In het verweerschrift en ter zitting heeft verweerder toegelicht dat alleen omstandigheden die direct raken aan de artikel 7-procedure ertoe kunnen leiden dat sub b) van Protocol
nr. 24 van toepassing is. Wat eiser aanvoert, de problemen die hij verwacht bij terugkeer vanwege zijn geaardheid, heeft geen raakvlakken met de punten ten aanzien waarvan de Europese Commissie een artikel 7-procedure is gestart tegen Polen. De Europese Commissie is immers een procedure gestart tegen Polen vanwege ernstige bezorgdheid over de onafhankelijkheid van de rechterlijke macht maar niet vanwege zorgen over rechten van LHBTI-ers. Verweerder ziet dit standpunt bevestigd in een uitspraak van de Afdeling van
30 januari 2019waaruit volgt dat de artikel 7-procedure inzake Polen ziet op de ontwikkelingen die de onafhankelijkheid van de rechterlijke macht in Polen kunnen schaden en niet op de mogelijkheid voor burgers om zich ter bescherming tot de Poolse autoriteiten te wenden. De rapporten en artikelen waarop eiser heeft gewezen zijn voor de Europese Commissie geen aanleiding geweest om de artikel 7-procedure uit te breiden en doen daarom niet af aan het interstatelijk vertrouwensbeginsel. Eiser heeft niet aannemelijk gemaakt dat hij persoonlijk geraakt wordt door de recente ontwikkelingen ten aanzien van de onafhankelijkheid van de rechterlijke macht. De artikel 7-procedure leidt naar het oordeel van verweerder dan ook niet tot een verplichting voor verweerder om de asielaanvraag van eiser inhoudelijk in behandeling te nemen.
5. Eiser betoogt in de eerste plaats dat sprake is van een motiverings- en zorgvuldigheidsgebrek, omdat verweerder in het bestreden besluit aan een aanzienlijk aantal punten in de zienswijze is voorbijgegaan. Eiser heeft een zienswijze van acht pagina’s ingediend, waarop verweerder in het bestreden besluit met vier zinnen inhoudelijk heeft gereageerd.

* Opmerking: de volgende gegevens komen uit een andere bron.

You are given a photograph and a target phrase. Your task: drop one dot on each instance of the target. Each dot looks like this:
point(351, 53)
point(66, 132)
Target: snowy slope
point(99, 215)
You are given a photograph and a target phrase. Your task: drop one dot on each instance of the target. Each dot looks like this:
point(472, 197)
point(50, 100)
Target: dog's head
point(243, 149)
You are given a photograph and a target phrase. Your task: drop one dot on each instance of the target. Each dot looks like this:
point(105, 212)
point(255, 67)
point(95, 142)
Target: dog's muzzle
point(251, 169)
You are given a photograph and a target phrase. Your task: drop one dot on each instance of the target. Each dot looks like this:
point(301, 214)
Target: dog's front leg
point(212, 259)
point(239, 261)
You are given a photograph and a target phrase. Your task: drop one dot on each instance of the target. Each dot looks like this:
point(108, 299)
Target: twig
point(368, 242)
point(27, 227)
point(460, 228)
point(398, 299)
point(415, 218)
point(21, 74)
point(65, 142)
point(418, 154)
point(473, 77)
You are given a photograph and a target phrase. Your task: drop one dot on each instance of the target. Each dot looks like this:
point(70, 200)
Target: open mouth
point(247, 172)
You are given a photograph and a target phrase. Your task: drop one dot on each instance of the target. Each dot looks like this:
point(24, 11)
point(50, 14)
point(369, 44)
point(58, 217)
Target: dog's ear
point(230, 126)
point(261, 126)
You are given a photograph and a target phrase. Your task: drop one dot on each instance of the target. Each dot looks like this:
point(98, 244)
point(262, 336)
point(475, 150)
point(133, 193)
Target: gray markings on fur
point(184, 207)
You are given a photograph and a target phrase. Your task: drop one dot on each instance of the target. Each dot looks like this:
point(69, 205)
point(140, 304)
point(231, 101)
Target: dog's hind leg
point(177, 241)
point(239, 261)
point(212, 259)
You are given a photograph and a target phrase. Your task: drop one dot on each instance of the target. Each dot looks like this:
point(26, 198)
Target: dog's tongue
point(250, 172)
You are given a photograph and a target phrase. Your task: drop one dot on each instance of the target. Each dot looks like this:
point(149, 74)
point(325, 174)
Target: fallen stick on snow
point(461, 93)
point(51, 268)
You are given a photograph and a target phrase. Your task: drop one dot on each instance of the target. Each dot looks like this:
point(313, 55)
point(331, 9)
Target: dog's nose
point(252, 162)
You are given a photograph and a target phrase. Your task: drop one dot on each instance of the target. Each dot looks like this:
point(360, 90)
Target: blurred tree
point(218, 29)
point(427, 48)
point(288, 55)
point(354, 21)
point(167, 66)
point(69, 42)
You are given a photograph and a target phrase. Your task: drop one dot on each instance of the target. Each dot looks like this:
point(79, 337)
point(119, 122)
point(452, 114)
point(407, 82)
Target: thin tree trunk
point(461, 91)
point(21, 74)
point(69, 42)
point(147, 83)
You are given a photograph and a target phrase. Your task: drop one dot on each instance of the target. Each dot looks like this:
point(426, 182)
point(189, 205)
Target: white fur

Bovendien is deze inhoudelijke reactie onvoldoende gemotiveerd en onjuist.
Verder voert eiser aan dat hij in Polen slachtoffer is geworden van geweld vanwege zijn biseksualiteit. Eiser betwist dat in Polen sprake is van een eerlijke rechtsgang en dat hij zich bij voorkomende problemen ter bescherming tot de Poolse overheid kan wenden. De Poolse overheid spreekt zich sterk uit tegen de LHBTI-gemeenschap. Eiser betoogt dat in Polen sprake is van toenemende haat en toenemend geweld richting personen die behoren tot de LHBTI-gemeenschap. Deze haat is ook doorgestroomd naar de rechtspraak. De LHBTI-gemeenschap kan geen steun vinden bij de rechterlijke macht, omdat geen sprake is van onafhankelijke rechtspraak. De artikel 7-procedure raakt eiser dus ook, zo betoogt hij.
Eiser verwijst naar diverse stukken en uitspraken om te onderbouwen dat - gelet op zijn (onbestreden) seksuele geaardheid - in zijn situatie ten aanzien van Polen niet van het interstatelijk vertrouwensbeginsel kan worden uitgegaan. Verweerder had zijn asielaanvraag dan ook inhoudelijk moeten behandelen.
Wat vindt de rechtbank?
6. De rechtbank vindt dat eiser gelijk heeft voor zover hij betoogt dat het bestreden besluit onvoldoende gemotiveerd is en onvoldoende zorgvuldig is voorbereid.
De enkele stelling in het bestreden besluit dat niet is gebleken dat eiser voor een rechtbank moet verschijnen of dat er een strafzaak tegen hem loopt, doet geen recht aan wat eiser in zijn zienswijze heeft aangevoerd en geeft blijk van een te beperkte beoordeling.